Step 2F: Feature Mode — Locate Feature

2F.1 Find Feature

  1. Look for {output_dir}/{feature_name}/state.json
  2. If not found, also check .code-forge-tmp/{feature_name}/state.json
  3. If still not found: show error, list available features

2F.2 Load Feature Context

  1. Read state.json
  2. Read plan.md (for acceptance criteria and architecture)
  3. Note completed task count and overall progress

→ Go to Step 3F


Step 2P: Project Mode — Locate Reference

Determine the reference level using a fallback chain.

2P.1 Check for Planning Documents (Level 1: Planning-backed)

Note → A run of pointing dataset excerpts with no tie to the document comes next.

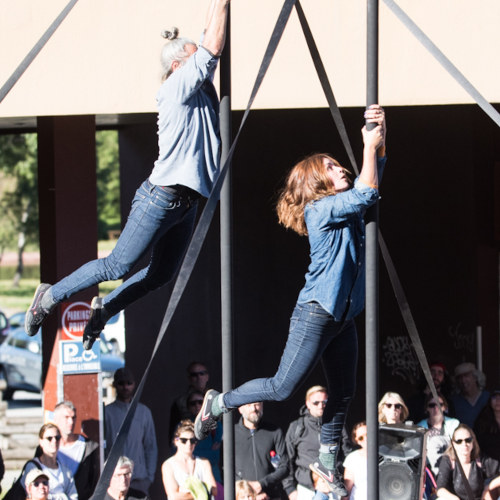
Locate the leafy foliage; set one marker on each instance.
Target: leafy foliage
(19, 194)
(108, 182)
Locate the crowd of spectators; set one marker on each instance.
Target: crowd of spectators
(271, 464)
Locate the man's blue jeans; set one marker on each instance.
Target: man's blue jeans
(158, 220)
(313, 335)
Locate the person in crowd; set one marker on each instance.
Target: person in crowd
(440, 428)
(443, 385)
(164, 208)
(61, 483)
(140, 445)
(472, 397)
(487, 427)
(186, 476)
(355, 465)
(260, 453)
(198, 377)
(302, 440)
(78, 453)
(209, 448)
(119, 485)
(37, 485)
(392, 409)
(320, 201)
(482, 472)
(244, 491)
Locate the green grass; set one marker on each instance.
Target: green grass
(14, 300)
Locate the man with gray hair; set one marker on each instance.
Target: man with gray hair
(140, 444)
(164, 207)
(119, 485)
(472, 397)
(78, 453)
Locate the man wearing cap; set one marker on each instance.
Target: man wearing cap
(37, 485)
(119, 485)
(472, 396)
(302, 441)
(259, 453)
(140, 445)
(79, 454)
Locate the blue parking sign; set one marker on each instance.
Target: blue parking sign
(75, 359)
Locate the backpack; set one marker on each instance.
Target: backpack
(17, 491)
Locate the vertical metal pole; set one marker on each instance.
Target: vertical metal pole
(226, 264)
(372, 273)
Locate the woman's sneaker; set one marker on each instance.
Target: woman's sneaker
(332, 478)
(36, 314)
(205, 421)
(95, 324)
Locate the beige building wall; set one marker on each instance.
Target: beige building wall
(104, 59)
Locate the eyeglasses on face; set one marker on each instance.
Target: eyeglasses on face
(37, 483)
(397, 406)
(322, 403)
(50, 438)
(185, 440)
(460, 441)
(433, 405)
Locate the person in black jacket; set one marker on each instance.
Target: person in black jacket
(76, 452)
(302, 440)
(260, 453)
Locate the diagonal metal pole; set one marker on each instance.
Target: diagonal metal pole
(372, 305)
(226, 240)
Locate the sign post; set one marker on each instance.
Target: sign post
(74, 374)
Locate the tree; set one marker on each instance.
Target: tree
(108, 182)
(19, 196)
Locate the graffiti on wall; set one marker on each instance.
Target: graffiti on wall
(399, 356)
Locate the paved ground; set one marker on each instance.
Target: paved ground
(22, 404)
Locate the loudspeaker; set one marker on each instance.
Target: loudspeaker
(401, 461)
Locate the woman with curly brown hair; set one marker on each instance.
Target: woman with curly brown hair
(320, 201)
(185, 476)
(482, 472)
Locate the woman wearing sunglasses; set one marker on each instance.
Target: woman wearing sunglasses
(392, 409)
(61, 483)
(185, 476)
(482, 472)
(440, 429)
(37, 485)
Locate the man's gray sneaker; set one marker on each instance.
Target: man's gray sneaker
(95, 325)
(332, 478)
(36, 314)
(205, 421)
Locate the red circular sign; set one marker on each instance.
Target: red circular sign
(74, 319)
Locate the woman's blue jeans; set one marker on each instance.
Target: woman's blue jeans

Scan {output_dir}/*/plan.md:

  • If one or more plan.md files found → planning-backed
  • Read all plan.md files and aggregate:
    • Acceptance criteria from each feature
    • Architecture decisions
    • Technology stack
  • Read corresponding state.json files for progress context
  • Record: reference_level = "planning"
  • Record: list of plan file paths and aggregated criteria
  • → Go to Step 3P

2P.2 Check for Documentation (Level 2: Docs-backed)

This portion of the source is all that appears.